Steve Boyd hasn’t run competitively for Queen’s since 1987 — but he still gets plenty of exercise on race days.
Entering his fourth year as head coach of Gaels cross-country, Boyd and his charges will take to Fort Henry Hill tomorrow for the Queen’s Invitational.
It’s their first of four tune-up races leading up to the OUA and CIS championships — for the runners and their coach, who still leads the team with his legs and lungs.
“I’m all over the course, giving splits and generally shouting encouragement — giving them information relative to where they are to other teams,” said Boyd, who won two national championships with Queen’s in the mid-1980s.
“There’s quite a bit going on during the race.”
Boyd’s in-race instruction can be vital to his runners, who break off the start line in a pack, look to set a brisk but manageable pace with their teammates, then split off in the final kilometres for a mad dash to the finish.
They do so alongside dozens of rival competitors on unpredictable and varying terrain. In a sport of endurance and mental fortitude, tactics and strategy are equally important.
“My approach has always been an even pace all the way, with maybe a slight negative split, which means the second half might be faster than the first,” Boyd said.

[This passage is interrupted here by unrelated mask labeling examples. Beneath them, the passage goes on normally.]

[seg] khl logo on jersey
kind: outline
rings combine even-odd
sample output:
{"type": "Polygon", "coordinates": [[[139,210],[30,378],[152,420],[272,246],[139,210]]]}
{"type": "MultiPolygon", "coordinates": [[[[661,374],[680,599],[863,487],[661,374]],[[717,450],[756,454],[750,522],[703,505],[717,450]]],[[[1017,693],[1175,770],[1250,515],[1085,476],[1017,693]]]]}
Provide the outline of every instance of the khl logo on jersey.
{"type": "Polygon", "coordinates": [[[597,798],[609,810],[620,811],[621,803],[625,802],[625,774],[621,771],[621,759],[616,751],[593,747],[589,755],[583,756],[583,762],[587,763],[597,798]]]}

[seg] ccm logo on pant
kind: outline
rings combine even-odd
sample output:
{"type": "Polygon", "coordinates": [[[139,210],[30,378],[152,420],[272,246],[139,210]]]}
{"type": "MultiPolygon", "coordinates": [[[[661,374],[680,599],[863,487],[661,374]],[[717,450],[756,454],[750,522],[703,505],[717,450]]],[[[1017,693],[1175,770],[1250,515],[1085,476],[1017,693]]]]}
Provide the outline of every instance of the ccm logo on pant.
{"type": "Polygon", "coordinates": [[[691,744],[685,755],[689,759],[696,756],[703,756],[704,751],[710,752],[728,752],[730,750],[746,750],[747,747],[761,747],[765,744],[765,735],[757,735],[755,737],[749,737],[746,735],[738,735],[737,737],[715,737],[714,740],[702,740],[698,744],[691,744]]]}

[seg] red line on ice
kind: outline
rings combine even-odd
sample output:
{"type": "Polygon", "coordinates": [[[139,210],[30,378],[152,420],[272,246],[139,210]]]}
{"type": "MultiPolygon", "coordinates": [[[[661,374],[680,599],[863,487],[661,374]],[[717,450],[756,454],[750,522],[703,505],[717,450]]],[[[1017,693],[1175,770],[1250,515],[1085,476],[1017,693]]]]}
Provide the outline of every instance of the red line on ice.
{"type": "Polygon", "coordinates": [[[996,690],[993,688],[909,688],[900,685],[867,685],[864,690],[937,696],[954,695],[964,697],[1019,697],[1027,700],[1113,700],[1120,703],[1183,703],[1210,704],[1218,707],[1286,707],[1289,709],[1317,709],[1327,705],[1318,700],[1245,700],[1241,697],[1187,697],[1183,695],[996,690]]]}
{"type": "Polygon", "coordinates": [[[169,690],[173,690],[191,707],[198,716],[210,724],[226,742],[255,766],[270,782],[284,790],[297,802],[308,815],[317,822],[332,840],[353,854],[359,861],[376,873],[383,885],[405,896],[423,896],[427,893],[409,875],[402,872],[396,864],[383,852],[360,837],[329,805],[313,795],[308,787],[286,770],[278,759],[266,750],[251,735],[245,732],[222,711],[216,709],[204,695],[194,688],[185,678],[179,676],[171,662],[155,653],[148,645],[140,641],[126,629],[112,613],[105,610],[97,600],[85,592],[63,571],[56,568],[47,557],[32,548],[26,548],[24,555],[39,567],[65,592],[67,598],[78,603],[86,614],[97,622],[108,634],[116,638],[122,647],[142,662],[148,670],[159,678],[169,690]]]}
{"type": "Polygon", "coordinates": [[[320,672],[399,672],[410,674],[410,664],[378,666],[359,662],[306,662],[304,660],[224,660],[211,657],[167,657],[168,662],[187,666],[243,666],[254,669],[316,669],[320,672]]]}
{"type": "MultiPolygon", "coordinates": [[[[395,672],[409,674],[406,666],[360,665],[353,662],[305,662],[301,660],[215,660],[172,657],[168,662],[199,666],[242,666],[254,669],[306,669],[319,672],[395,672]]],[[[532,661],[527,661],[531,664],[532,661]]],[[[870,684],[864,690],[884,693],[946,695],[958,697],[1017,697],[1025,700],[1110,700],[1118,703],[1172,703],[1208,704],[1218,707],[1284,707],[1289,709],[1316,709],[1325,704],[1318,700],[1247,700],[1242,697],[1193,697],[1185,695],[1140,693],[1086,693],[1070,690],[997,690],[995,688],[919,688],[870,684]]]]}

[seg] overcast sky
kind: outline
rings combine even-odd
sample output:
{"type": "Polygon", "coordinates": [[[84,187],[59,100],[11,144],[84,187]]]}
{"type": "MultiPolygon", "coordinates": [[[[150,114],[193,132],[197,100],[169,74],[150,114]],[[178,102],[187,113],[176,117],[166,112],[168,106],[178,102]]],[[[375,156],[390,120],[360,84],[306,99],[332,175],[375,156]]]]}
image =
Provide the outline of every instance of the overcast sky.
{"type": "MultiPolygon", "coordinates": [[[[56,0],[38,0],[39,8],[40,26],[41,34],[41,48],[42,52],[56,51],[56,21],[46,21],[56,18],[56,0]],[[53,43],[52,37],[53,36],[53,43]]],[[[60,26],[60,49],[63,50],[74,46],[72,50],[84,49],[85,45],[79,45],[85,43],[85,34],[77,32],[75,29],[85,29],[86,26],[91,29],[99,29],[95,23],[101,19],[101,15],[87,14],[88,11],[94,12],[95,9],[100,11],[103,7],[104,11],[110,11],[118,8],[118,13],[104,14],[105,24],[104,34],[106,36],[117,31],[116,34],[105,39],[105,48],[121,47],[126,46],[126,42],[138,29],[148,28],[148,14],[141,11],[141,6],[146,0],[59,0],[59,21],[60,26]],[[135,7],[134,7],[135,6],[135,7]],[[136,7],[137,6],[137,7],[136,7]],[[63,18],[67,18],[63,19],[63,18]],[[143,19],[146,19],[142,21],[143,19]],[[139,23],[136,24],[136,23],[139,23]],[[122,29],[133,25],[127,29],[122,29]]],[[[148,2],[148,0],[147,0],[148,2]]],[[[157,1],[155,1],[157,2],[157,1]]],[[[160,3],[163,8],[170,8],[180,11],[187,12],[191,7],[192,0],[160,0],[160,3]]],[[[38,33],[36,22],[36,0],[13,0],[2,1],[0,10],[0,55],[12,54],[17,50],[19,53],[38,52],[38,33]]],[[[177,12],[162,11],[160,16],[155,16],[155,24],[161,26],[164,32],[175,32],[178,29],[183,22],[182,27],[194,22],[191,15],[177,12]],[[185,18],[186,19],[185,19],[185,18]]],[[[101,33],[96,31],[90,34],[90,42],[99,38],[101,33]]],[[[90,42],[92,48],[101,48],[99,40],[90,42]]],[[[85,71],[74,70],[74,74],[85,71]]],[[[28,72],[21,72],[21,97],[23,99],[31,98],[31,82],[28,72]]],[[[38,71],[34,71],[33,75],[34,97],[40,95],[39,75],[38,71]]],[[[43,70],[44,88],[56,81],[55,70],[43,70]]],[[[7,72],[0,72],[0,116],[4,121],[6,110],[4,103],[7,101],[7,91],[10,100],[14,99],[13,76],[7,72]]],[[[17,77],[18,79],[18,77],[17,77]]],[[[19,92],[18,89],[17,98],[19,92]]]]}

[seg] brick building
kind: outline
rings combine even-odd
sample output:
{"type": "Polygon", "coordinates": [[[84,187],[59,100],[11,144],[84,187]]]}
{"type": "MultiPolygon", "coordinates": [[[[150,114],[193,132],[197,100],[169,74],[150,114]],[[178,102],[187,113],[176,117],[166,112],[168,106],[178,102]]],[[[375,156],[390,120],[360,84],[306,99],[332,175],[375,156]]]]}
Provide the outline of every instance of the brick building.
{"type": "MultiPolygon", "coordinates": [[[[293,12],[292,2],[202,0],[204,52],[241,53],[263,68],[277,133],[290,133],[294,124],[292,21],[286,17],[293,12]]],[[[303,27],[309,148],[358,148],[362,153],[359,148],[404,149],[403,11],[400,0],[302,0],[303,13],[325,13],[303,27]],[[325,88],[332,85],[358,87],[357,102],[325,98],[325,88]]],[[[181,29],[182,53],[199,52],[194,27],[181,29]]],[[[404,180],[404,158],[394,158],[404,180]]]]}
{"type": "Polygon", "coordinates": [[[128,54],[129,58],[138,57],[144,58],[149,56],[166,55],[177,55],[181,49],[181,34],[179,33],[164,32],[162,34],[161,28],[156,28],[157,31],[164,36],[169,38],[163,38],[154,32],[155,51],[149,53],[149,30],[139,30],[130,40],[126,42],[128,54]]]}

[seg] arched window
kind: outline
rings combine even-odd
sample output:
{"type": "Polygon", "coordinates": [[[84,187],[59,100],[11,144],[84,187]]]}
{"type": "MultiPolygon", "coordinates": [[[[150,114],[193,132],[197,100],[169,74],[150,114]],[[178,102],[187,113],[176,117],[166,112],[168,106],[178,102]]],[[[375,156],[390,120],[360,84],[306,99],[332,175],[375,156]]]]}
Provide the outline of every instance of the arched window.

“[Runners] are often forced to start a little quicker in the first minute or so, but then you want to settle into an even pace that you can handle.”
The Gaels have handled themselves well at home in recent years, claiming both the men’s and women’s overall titles at Fort Henry in 2012.
Still, while invitational results are used to tabulate midseason national rankings, winning isn’t always the top priority.
“In the early invitationals, we don’t necessarily want to go flat out — we try to save ourselves a little bit,” said Boyd, whose team will compete in London, Guelph and Montreal in the coming weeks.
“They’re for conditioning, as a kind of measurement to where we are relative to other teams.”
Unlike other sports, where playing surfaces are generally uniform, no cross-country course is the same, presenting runners with unique sets of challenges.
Trails and golf courses are popular sites for OUA races. To conquer Fort Henry, the Gaels may have to channel their inner Phil Mickelson.
In July, the American golfer won the British Open, a major golf championship traditionally held on Scottish links-style courses. With few trees and a surface that changes subtly and suddenly, Fort Henry is similar to a links course — and can be just as daunting to runners.
“It doesn’t look as challenging as it is, but once you get moving on it, there are little hills and corners constantly that break your rhythm all the time,” Boyd said, noting that changes in slope can cause runners to reach their maximum heart rate several times in a matter of minutes.
“It just takes a lot of nerve and emotional control to keep your eye on the ball in those conditions and realize that everyone else is hurting.”
The Fort Henry race will be run in a series of two-kilometre loops — four sets for the men, three for the women. That’s a touch longer than previous women’s courses, extended from five kilometres to six this season.
Second-year runner Julie-Anne Staehli doesn’t believe the added wrinkle will significantly affect her time or strategy, which stands in line with her coach’s racing mantra.
“When I head out, I usually like to go pretty hard off the start line — get into a good position before it narrows off into the pack,” she said, emphasizing the importance of saving a final burst for the end.
Staehli placed third in her initial Queen’s Invitational last fall, eventually finishing sixth at the OUA championships and cracking the All-Canadian roster.
She’ll lead a youthful crop of Gaels women at Fort Henry and throughout the fall season. Improving on a 14th-place finish at nationals is a top priority, she said, but capitalizing on depth throughout the lineup will be key to any success.
“I think we have a really exciting year coming — we have a lot of newcomers and rookies,” Staehli said. “You’re always striving for a personal best, but it’s definitely a team sport as well.”